Doch das Timing könnte nicht schlechter sein. Der Winter ist mit aller Härte hereingebrochen. Düstere Wolkenmassen wälzen sich über die Gipfel, und der Frost beginnt, die Pfade gen Westen, die einzige Verbindung zur Außenwelt, zu Eis erstarren zu lassen. Es ist das eherne Gesetz des Tals: Der Lehrbetrieb beginnt – und die Tore schließen sich – in jenem Augenblick, da der Pass unpassierbar wird. Die Studenten, die Neuankömmlinge und die Bewohner Morkovas sitzen in der Falle.

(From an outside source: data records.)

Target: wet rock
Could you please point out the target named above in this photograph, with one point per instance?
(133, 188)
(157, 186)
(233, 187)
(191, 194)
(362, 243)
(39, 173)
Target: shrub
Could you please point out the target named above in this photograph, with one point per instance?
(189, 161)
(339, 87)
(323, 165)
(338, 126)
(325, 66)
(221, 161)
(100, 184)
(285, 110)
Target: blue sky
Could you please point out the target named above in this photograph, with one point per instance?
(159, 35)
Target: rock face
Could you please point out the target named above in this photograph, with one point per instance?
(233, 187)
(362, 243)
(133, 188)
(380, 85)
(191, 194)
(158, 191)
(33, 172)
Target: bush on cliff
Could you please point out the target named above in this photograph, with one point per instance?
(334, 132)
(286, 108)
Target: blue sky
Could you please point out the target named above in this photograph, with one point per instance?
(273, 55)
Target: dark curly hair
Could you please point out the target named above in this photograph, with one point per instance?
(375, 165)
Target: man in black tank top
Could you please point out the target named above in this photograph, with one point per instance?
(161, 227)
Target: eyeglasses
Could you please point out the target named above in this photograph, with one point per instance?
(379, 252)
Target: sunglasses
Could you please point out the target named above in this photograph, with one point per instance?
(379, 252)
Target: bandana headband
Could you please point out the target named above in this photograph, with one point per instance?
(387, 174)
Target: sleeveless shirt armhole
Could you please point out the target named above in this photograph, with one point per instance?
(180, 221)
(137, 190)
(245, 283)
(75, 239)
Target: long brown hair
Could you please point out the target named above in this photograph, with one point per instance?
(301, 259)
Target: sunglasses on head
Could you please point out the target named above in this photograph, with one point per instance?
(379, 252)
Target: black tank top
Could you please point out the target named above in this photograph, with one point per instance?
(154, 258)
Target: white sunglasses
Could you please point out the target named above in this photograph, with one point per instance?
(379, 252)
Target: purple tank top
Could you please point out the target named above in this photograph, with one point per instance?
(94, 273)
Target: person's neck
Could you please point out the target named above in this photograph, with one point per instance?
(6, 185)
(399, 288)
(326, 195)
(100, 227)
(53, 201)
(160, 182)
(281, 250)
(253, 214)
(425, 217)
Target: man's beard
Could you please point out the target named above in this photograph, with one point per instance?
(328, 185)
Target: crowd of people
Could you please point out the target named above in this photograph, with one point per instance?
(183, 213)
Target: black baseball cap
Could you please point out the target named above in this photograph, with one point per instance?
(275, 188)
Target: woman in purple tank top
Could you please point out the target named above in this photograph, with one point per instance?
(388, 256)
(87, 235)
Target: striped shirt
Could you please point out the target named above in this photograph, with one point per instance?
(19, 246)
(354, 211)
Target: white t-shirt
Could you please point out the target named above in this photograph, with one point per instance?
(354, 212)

Unten im Aurum Fatuum, wo der billige Wein die Zungen lockert, mischt sich unter das Klackern der Würfel ein nervöses Tuscheln. Die Pergamenter, deren Geschäft es ist, jede bürokratische Regung der Oberwelt zu deuten, tauschen vielsagende Blicke über ihren Humpen aus. Man weist auf die Diskrepanzen in den Lieferlisten hin – die feinen Speisen und Weine, die traditionell für die Tafel des Abtes bestimmt waren, seien schon vor Monaten von den Bestandslisten verschwunden. Es liegt eine bleierne Schwere in der Luft, die nichts mit dem kommenden Schnee zu tun hat. Die Einheimischen bekreuzigen sich öfter als sonst, wenn der Wind durch die Spalten im Fels pfeift und dabei Töne erzeugt, die fast wie ein tiefes, hungriges Grollen aus dem Untergrund klingen. Die wirkliche Furcht gilt jedoch dem Moment, wenn das schwere Eisenportal zum Konklave ins Schloss fällt. Denn wenn die roten Roben sich in ihre meditative Trance zurückziehen und die Augen der Wächter geschlossen sind, so fürchtet man, ist das Tal geschwächt, ausgeliefert, was auch immer dort draußen lauern könnte.
Erst wenn weißer oder roter Rauch aus dem Kamin steigt, wird man wissen, ob ein neuer Abt gefunden wurde. Bis dahin starrt das Tal auf den Berg, und der Berg starrt zurück, schweigend und kalt.